Suppose that the positive integer n has the property that $\displaystyle n + \sigma(n)$ is divisible by 3.

if $\displaystyle n = pq$, where $\displaystyle p$ and $\displaystyle q$ are distinct odd primes with$\displaystyle p < q$, then p = 3 and $\displaystyle q \equiv 5 (mod 6$).

if $\displaystyle n = pq$ then

$\displaystyle n + \sigma(n) = pq + (pq+ p + q + 1) = 2pq + p + q + 1$

working modulo 3, p can take any of the values 0, 1, 2 but q can take only values 1 or 2 since $\displaystyle q > 3$ is prime.

Now, I can understand why p can only take values 0, 1, 2, but why can q only take values 1 or 2? q > 3 is prime? I don't understand what is meant by this. Obviously and $\displaystyle q > 3$ is not prime for all q, and if q is defined as a odd prime this is just a pointless statement, so what does it mean and why does it put restrictions on what values q can take modulo 3?
• Jun 6th 2014, 09:40 AM
romsek
Re: Congruence problem?
reading this I'm not sure what you're trying to prove and I'm not convinced you understand what $\sigma(n)$ means.

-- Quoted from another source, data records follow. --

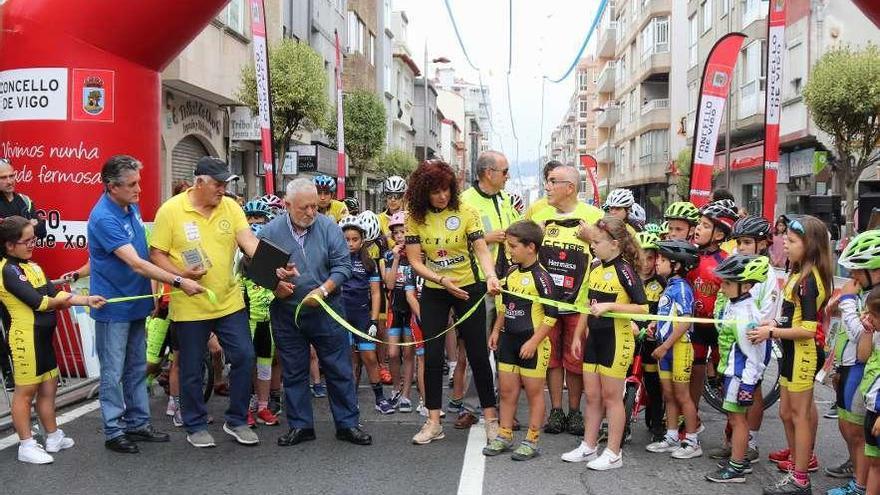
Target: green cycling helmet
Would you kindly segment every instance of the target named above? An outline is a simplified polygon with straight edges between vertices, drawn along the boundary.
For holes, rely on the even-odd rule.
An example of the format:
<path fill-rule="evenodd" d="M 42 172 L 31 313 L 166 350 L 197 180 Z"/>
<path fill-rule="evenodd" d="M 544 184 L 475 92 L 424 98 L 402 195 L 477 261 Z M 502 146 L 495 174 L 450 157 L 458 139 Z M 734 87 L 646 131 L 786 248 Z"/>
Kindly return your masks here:
<path fill-rule="evenodd" d="M 657 235 L 660 235 L 663 233 L 663 229 L 659 225 L 657 225 L 656 223 L 646 223 L 644 230 L 645 230 L 645 232 L 649 232 L 651 234 L 657 234 Z"/>
<path fill-rule="evenodd" d="M 734 282 L 764 282 L 769 273 L 770 260 L 766 256 L 736 254 L 715 267 L 715 275 Z"/>
<path fill-rule="evenodd" d="M 669 222 L 664 220 L 663 223 L 660 224 L 660 235 L 666 235 L 668 233 L 669 233 Z"/>
<path fill-rule="evenodd" d="M 677 201 L 666 208 L 663 218 L 684 220 L 691 225 L 696 225 L 700 221 L 700 210 L 690 201 Z"/>
<path fill-rule="evenodd" d="M 880 230 L 868 230 L 853 237 L 837 262 L 847 270 L 880 268 Z"/>
<path fill-rule="evenodd" d="M 657 243 L 660 242 L 660 236 L 651 232 L 639 232 L 636 234 L 636 242 L 642 249 L 657 249 Z"/>

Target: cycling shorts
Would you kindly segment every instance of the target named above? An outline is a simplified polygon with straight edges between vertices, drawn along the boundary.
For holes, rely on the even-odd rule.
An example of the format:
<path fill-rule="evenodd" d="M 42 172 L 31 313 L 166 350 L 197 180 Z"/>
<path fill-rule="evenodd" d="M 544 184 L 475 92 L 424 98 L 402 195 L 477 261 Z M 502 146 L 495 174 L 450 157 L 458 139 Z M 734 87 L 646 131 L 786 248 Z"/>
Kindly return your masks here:
<path fill-rule="evenodd" d="M 639 355 L 642 356 L 642 369 L 645 370 L 645 373 L 657 373 L 660 369 L 657 360 L 652 356 L 654 350 L 657 349 L 657 345 L 656 340 L 645 339 L 642 342 Z"/>
<path fill-rule="evenodd" d="M 249 320 L 248 323 L 251 329 L 251 340 L 254 342 L 254 354 L 257 356 L 257 364 L 272 364 L 272 356 L 275 354 L 275 341 L 272 338 L 272 328 L 269 322 Z M 266 360 L 269 362 L 266 363 Z"/>
<path fill-rule="evenodd" d="M 825 364 L 825 351 L 816 339 L 781 339 L 782 360 L 779 363 L 779 385 L 789 392 L 813 389 L 816 373 Z"/>
<path fill-rule="evenodd" d="M 565 368 L 569 373 L 580 375 L 583 373 L 583 356 L 572 356 L 571 343 L 574 341 L 574 331 L 577 328 L 581 315 L 561 314 L 556 318 L 556 325 L 550 330 L 547 337 L 550 339 L 550 369 Z M 581 341 L 581 353 L 583 353 L 585 341 Z"/>
<path fill-rule="evenodd" d="M 368 311 L 346 310 L 345 315 L 347 316 L 346 319 L 348 322 L 351 323 L 351 326 L 357 328 L 363 333 L 367 333 L 367 329 L 370 327 L 370 313 Z M 359 352 L 376 350 L 376 343 L 372 340 L 367 340 L 353 333 L 349 333 L 348 335 L 351 338 L 352 347 L 357 346 Z"/>
<path fill-rule="evenodd" d="M 865 412 L 865 455 L 875 459 L 880 458 L 880 437 L 874 436 L 871 430 L 878 417 L 874 411 Z"/>
<path fill-rule="evenodd" d="M 424 356 L 425 344 L 422 341 L 425 339 L 425 336 L 422 333 L 422 325 L 419 319 L 416 318 L 416 315 L 412 315 L 412 318 L 410 318 L 409 327 L 412 329 L 413 342 L 418 342 L 416 344 L 416 356 Z"/>
<path fill-rule="evenodd" d="M 859 383 L 865 373 L 864 364 L 841 366 L 837 369 L 837 413 L 840 419 L 854 424 L 865 421 L 865 396 L 859 391 Z"/>
<path fill-rule="evenodd" d="M 58 362 L 52 347 L 54 334 L 54 326 L 13 322 L 8 338 L 16 385 L 37 385 L 58 378 Z"/>
<path fill-rule="evenodd" d="M 544 337 L 544 340 L 535 349 L 535 355 L 531 358 L 523 359 L 519 356 L 523 344 L 531 337 L 531 335 L 511 335 L 501 332 L 496 351 L 499 372 L 517 373 L 527 378 L 541 379 L 547 375 L 551 354 L 549 338 Z"/>
<path fill-rule="evenodd" d="M 721 386 L 722 409 L 726 412 L 745 414 L 748 407 L 739 405 L 737 397 L 739 396 L 740 379 L 735 376 L 725 376 L 724 383 Z"/>
<path fill-rule="evenodd" d="M 691 368 L 694 362 L 694 348 L 685 339 L 678 339 L 672 349 L 660 358 L 657 363 L 661 380 L 672 380 L 674 383 L 689 383 Z"/>
<path fill-rule="evenodd" d="M 636 342 L 630 327 L 590 331 L 584 349 L 584 373 L 626 378 Z"/>
<path fill-rule="evenodd" d="M 147 318 L 147 363 L 159 364 L 162 350 L 168 345 L 168 328 L 171 320 L 167 318 Z"/>
<path fill-rule="evenodd" d="M 706 364 L 709 349 L 715 350 L 715 359 L 718 359 L 718 329 L 715 325 L 695 323 L 691 332 L 691 344 L 694 348 L 694 364 Z"/>
<path fill-rule="evenodd" d="M 412 328 L 409 326 L 411 318 L 410 313 L 402 313 L 398 311 L 388 312 L 388 336 L 389 337 L 410 337 L 412 338 Z"/>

Could you post the original problem?
• Jun 6th 2014, 10:01 AM
SlipEternal
Re: Congruence problem?
If a number is congruent to 0 modulo 3, that means it is divisible by 3. But, $\displaystyle q$ is a prime greater than 3, so it is not divisible by 3. Since it is prime, it is only divisible by 1 and itself.
• Jun 6th 2014, 05:15 PM
alyosha2
Re: Congruence problem?
I think I see this now. Is it that as $\displaystyle p < q$ and $\displaystyle 3$ is the smallest odd prime, $\displaystyle q$ will always have to be larger than $\displaystyle 3$ to satisfy$\displaystyle p < q$? And seeing as $\displaystyle 3$ is the only prime modulo 0 to 3 it only leaves the other two least positive residuals 1 and 2 as possibilities.

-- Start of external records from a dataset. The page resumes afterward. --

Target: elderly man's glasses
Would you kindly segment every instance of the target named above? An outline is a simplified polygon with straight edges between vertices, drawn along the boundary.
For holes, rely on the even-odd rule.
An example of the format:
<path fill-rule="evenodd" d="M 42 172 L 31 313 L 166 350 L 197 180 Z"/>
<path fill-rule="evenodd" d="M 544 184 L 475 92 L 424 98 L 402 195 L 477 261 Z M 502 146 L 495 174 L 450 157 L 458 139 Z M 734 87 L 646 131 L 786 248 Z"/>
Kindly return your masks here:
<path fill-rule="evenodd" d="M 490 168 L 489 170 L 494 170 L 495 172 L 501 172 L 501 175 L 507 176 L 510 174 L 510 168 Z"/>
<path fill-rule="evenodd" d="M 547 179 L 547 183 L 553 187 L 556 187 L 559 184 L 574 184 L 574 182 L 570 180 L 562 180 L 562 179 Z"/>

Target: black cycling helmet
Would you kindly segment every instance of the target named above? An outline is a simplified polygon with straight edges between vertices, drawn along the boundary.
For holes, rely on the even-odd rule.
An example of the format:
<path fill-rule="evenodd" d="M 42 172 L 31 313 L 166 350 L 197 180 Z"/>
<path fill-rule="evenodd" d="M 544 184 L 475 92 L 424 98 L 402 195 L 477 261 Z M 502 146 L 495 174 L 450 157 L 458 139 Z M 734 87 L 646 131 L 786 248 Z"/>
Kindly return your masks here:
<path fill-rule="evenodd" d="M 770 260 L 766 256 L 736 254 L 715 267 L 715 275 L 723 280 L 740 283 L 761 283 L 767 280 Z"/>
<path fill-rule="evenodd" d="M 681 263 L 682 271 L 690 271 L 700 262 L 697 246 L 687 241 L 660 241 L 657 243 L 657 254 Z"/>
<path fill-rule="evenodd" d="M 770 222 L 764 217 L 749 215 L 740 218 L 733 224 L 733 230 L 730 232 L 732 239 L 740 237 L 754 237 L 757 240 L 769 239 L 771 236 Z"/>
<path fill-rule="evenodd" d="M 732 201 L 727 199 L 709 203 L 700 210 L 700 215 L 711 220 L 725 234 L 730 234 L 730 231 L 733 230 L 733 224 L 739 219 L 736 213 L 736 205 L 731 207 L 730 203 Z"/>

$\displaystyle \sigma(n)$ is the sum of divisors of $\displaystyle n$.
• Jun 7th 2014, 01:51 AM
johng
Re: Congruence problem?
Hi,
Here's your problem as I understand it:
Let n=pq be the product of odd primes p and q with p<q. Assume 3 divides the sum $s=n+\sigma(n)=pq+(p+1)(q+1)$. Then p is 3 and q is congruent to 5 mod 6.
Hints on the proof:
First suppose 3 does not divide n; i.e. neither p nor q is 3. Then both p and q are non-zero mod 3. Consider the possibilities for p mod 3 and q mod 3.
1. Both are 1 mod 3. Then s is $1+2\cdot2=2$ mod 3, a contradiction.
2. Similarly for both 2 mod 3.
3. Similarly for one is 1 mod 3 and the other is 2 mod 3.
So 3 divides n and thus p=3.
Once p=3, you should be able to quickly get that q is congruent to 5 mod 6 by first showing that q is 2 mod 3 and then use the fact that q is odd.